Jeff Jarvis may well be right about political conventions these days being nothing more than contemptible “staged events to get media coverage” and therefore not worthy of reporting on, but they’re tailor made for the quirky news stylings of CNN’s veteran correspondent Jeanne Moos, whose “beat” is the offbeat, so to speak.
In today’s “Moost Unusual” bit, she zeroed in on a giant pizza cut into a wheat field near the Denver airport for Papa John’s that delegates (and the 15,000 reporters as well, presumably) to the Democratic National Convention will see as their aircraft are landing. To pad out the piece, Moos did a quick review of other giant “crop circle” advertisements as well as assorted giant figures cut into farm fields across the country and around the world.
Which brings us to the so-called “Rude Giant” (also known as the Cerne Abbas giant or, more simply, the “rude man”), a chalk figure carved into a hillside in Dorset, England that dates back to the late 17th century, although its precise origins are unknown. Some historians have speculated that it may have been a parody of Oliver Cromwell, the regicidal English dictator. Cromwell was, of course, a fanatical Puritan and if he was aware of the Cerne Abbas, doubtless would have found its giant phallus highly offensive.

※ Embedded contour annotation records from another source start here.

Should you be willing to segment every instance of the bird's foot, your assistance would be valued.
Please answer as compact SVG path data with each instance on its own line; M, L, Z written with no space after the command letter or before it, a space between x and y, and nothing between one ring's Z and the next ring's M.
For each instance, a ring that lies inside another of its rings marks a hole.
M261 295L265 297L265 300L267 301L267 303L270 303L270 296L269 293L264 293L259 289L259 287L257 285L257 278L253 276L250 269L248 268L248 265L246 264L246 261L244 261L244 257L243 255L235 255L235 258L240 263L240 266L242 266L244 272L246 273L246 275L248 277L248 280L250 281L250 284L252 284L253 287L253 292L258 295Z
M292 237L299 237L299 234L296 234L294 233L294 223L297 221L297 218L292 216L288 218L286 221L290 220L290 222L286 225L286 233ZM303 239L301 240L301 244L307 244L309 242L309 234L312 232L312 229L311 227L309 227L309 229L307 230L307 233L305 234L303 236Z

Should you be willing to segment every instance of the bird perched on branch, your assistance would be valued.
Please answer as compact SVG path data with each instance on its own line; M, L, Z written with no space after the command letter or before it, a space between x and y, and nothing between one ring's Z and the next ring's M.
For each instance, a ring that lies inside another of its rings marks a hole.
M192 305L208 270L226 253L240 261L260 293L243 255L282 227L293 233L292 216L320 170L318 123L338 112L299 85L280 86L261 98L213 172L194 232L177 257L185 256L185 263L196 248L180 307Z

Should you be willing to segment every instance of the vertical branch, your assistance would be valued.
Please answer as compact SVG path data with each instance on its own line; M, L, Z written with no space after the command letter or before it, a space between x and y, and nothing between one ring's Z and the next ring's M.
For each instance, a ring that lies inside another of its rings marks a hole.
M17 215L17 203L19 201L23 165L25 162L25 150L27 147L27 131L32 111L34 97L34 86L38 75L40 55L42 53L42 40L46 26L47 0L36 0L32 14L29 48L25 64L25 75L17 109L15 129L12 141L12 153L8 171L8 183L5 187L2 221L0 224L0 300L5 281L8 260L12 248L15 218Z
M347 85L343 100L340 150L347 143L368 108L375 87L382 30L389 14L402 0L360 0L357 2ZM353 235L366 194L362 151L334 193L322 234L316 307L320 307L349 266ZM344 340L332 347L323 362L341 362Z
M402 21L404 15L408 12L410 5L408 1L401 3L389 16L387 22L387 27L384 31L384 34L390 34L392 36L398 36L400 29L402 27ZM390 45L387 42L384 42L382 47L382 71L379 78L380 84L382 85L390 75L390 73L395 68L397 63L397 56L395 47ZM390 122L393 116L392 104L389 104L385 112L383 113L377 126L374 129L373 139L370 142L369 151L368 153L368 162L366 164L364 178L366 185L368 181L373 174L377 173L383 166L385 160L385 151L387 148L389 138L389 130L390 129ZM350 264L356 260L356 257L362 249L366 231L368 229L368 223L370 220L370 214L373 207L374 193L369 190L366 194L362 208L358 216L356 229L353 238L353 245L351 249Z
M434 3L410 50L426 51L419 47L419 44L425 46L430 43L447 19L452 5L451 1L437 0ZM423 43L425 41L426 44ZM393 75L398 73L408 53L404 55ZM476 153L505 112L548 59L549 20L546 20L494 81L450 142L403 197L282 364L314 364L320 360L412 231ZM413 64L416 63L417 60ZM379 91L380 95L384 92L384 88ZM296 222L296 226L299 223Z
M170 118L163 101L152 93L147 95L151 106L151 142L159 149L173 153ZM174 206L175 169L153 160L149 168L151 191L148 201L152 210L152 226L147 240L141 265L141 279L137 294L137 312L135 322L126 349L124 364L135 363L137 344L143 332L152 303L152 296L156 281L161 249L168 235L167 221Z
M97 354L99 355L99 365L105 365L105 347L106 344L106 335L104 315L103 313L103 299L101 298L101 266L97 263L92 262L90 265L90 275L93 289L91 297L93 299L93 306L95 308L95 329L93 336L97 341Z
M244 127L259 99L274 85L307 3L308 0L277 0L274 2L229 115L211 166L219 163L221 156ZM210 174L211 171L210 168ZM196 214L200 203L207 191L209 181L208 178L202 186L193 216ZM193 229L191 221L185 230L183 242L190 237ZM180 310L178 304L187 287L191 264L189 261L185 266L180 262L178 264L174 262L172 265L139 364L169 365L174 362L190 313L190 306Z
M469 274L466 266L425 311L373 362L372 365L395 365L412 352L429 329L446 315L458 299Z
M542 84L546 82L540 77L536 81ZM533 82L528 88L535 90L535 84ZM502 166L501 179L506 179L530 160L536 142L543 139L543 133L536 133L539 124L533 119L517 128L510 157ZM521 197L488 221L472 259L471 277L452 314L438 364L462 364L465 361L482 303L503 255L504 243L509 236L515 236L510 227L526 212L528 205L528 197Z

The puritan spirit lives on at CNN apparently. For whatever reason, the network felt obliged to censor the Rude Giant’s “naughty bits” by pixelating them when they appeared in the Moos piece. The reason was probably less to prevent their viewers’ delicate eyes from being offended, than to avoid bothersome complaints about broadcasting something “obscene or indecent” in violation of the FCC regulations, but in either case, it seemed quite strange for a “news” network in the 21st century to apply that standard of prudery to a four hundred year chalk carving. For a country that treasures “free speech” and holds up the first amendment right as being almost sacrosanct, the daft constraints imposed by the archaic FCC regulations on broadcasters utilizing the public airwaves seem like a terrible contradiction to the right of free speech in this day and age.